Georgia’s Legislature enacted the Qualified Education Expense (QEE) Tax Credit Scholarship Program in 2008. Taxpayers receive a state income tax credit when they donate to nonprofit student scholarship organizations (SSOs), which provide scholarships that allow students to attend a private school of their family’s choice.
Georgia law that expanded the program in 2018 included a requirement that the state auditor study its “fiscal” and “economic” effects by 2023. The KSU study, which provides a first look at the program’s impact, is co-authored by Ben Scafidi, director of the Education Economics Center and a Senior Fellow with the Georgia Public Policy Foundation, and Heidi Holmes Erickson, visiting professor of economics at KSU.
If these scholarship students would have attended public schools, federal, state and local taxpayers would have covered the full cost of their education. Instead, the average taxpayer cost per scholarship was $3,713 per student – significantly less than the $5,717 state average per pupil expenditures in public schools, and less than one-third of the total expenditures per public school student, $12,796.
In 2018, 13,895 students received a scholarship through the program. Assuming 90% would have enrolled in public schools had these scholarships not been available ( a ratio found in similar programs around the nation), the analysis found it would have cost almost $105 million to educate those students in public schools. Instead, the education of all 13,895 scholarship students cost the state $51.6 million, a savings of $53.2 million. Of these total savings, $19.9 million were savings for state taxpayers and $33.3 million were savings for local taxpayers.
“With the average cost of a scholarship about a third of the average cost of educating a student in a Georgia public school, the fiscal savings to Georgia taxpayers are significant,” Scafidi pointed out.
The authors estimated the “economic” effects by comparing high school graduation and college entrance rates between scholarship students and students in Georgia public schools. Data on students who received a scholarship from the state’s largest SSO, Georgia GOAL, show that 99% of GOAL students graduate from high school, compared to 82% of public school students.
“Students with higher education attainment are more likely to live a longer and more economically productive life,” noted co-author Holmes Erickson.
“GOAL scholarship students graduate high school and report entering college at a higher rate than students in Georgia public schools. And low-income scholarship students outperform their public school peers as well.”
Eighty-seven percent of GOAL students enter college, compared to 68% of public school students. Scholarship students who qualify for free or reduced-price lunch (one measure of economic disadvantage) outperform their public school peers 98% to 77% in high school graduation, and 84% enter college compared to 58% of their public school peers.
If students receiving scholarships from other SSOs graduate high school and enroll in college at a similar rate as GOAL students, Georgians would experience an economic benefit of $66.4 million from the scholarship students who entered ninth grade in 2018, the analysis found.

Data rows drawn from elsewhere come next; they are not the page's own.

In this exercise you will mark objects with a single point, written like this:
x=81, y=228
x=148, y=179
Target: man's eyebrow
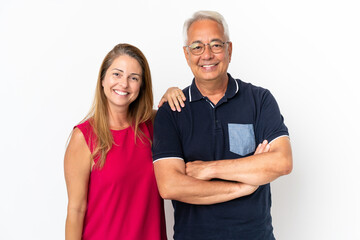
x=216, y=39
x=136, y=74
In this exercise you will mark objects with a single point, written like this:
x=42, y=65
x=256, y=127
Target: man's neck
x=213, y=90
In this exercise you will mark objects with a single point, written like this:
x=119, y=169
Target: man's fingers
x=262, y=147
x=162, y=101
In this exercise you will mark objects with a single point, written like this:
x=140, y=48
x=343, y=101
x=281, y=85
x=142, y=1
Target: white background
x=305, y=52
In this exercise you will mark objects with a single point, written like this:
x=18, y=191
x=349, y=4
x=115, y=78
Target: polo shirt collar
x=232, y=89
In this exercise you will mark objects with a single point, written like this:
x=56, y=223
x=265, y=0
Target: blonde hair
x=139, y=110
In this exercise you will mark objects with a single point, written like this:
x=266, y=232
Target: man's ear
x=230, y=50
x=186, y=53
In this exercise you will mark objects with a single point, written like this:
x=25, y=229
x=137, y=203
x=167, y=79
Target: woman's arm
x=77, y=167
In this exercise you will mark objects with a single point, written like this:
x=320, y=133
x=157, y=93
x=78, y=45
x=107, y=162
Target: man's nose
x=207, y=54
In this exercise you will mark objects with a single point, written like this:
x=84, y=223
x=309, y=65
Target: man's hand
x=202, y=169
x=175, y=97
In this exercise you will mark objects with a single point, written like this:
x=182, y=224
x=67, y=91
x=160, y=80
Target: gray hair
x=211, y=15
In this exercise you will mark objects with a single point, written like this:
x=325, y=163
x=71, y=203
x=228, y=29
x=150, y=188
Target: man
x=205, y=157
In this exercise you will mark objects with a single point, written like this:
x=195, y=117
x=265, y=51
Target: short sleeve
x=270, y=124
x=167, y=143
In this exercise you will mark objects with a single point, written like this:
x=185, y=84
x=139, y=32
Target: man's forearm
x=258, y=169
x=175, y=185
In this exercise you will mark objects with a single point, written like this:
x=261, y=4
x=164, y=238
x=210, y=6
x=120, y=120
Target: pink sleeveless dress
x=123, y=199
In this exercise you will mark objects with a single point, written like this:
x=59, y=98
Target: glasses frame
x=205, y=44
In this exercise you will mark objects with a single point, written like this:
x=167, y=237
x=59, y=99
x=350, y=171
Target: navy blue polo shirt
x=232, y=128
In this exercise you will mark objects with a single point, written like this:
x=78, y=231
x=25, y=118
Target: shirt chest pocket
x=241, y=138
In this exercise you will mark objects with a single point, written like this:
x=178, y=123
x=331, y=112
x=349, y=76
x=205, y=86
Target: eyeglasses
x=197, y=48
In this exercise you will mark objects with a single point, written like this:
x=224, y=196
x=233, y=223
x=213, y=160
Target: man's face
x=208, y=66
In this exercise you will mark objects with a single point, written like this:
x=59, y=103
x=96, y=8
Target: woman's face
x=122, y=82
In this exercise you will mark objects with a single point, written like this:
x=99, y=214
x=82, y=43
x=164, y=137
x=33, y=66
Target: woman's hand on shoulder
x=175, y=97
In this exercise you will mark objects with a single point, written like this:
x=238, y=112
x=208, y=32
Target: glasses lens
x=197, y=48
x=216, y=46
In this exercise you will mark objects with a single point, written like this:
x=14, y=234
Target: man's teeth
x=121, y=93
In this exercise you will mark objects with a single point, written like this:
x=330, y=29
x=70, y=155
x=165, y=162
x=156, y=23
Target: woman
x=108, y=163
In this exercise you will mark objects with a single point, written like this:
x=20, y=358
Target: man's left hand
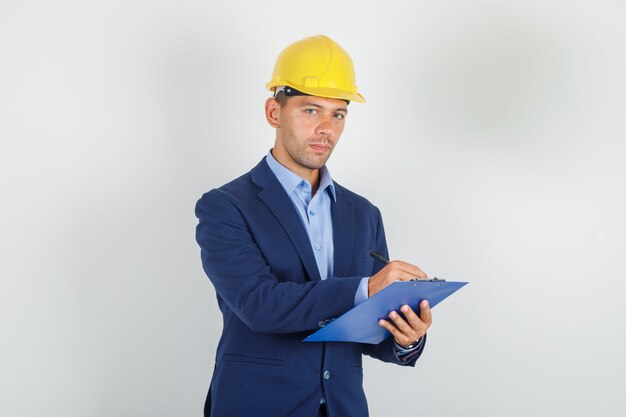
x=406, y=330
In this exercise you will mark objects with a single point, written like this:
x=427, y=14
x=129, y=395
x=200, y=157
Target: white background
x=493, y=141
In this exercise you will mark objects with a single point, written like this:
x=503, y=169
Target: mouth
x=320, y=148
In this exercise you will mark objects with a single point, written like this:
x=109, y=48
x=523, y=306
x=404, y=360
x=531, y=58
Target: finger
x=412, y=318
x=426, y=315
x=410, y=269
x=401, y=324
x=390, y=328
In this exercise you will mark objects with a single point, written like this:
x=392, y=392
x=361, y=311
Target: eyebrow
x=310, y=104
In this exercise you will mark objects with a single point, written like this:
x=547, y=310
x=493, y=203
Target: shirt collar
x=290, y=180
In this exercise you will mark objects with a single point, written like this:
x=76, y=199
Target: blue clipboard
x=361, y=323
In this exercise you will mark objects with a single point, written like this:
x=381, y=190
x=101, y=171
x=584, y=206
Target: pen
x=379, y=257
x=383, y=259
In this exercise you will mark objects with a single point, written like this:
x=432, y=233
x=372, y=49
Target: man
x=287, y=250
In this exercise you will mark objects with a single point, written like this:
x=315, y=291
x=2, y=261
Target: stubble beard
x=299, y=155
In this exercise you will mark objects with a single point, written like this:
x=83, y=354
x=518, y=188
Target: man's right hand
x=393, y=271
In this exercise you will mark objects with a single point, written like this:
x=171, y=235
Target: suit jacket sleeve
x=386, y=350
x=232, y=258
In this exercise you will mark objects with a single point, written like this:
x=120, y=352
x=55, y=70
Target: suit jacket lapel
x=342, y=212
x=275, y=198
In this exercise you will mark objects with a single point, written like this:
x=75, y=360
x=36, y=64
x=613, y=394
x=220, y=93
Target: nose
x=325, y=126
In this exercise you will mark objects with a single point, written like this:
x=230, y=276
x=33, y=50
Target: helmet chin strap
x=289, y=91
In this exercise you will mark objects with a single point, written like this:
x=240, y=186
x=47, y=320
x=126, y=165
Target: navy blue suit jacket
x=257, y=254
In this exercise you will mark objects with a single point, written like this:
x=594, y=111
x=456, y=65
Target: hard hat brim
x=323, y=92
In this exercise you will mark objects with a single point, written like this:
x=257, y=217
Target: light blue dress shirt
x=314, y=211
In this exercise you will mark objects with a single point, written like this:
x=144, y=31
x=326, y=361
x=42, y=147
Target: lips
x=320, y=147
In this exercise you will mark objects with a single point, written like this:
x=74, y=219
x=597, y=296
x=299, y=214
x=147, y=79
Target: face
x=308, y=128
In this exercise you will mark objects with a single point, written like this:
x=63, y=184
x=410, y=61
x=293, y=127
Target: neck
x=311, y=175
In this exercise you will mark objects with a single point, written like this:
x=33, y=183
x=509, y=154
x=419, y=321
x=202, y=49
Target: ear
x=272, y=112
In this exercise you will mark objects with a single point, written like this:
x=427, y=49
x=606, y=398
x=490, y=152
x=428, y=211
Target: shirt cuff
x=400, y=351
x=361, y=291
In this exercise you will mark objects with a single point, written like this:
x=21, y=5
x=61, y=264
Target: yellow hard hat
x=317, y=66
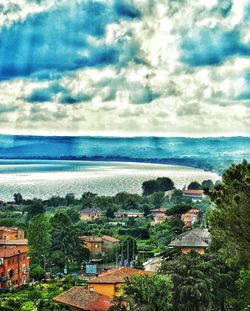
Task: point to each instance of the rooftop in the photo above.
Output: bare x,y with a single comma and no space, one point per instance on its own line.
9,252
110,239
116,275
9,229
94,239
90,210
161,210
80,298
195,192
14,242
194,238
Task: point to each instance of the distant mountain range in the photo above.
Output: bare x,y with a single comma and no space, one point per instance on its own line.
210,153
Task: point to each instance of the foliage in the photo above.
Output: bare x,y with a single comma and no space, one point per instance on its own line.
37,273
65,239
243,285
230,219
195,185
207,184
149,292
200,281
39,238
18,198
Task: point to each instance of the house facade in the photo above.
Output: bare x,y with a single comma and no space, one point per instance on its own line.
99,245
193,240
190,217
14,260
129,214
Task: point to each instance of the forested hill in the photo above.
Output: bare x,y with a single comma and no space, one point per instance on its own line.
207,153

“We have witnessed the profound, positive effects of this program on the educational well-being of Georgia students and their families,” said Lisa Kelly, executive director of Georgia GOAL. “We’re delighted to observe the significant positive effects on the fiscal and economic well-being of our great state as well.”
“The academic performance revealed in this analysis reinforces state legislators’ wisdom in implementing and then expanding this education option for Georgia families,” said Kyle Wingfield, president and CEO of the Georgia Public Policy Foundation.
“That the research highlights significant taxpayer benefits as well is icing on the cake. More Georgia families deserve the ability to make the best possible decisions for their child’s education, and these contributions by willing taxpayers are a strong signal that Georgians want this, too,” Wingfield added.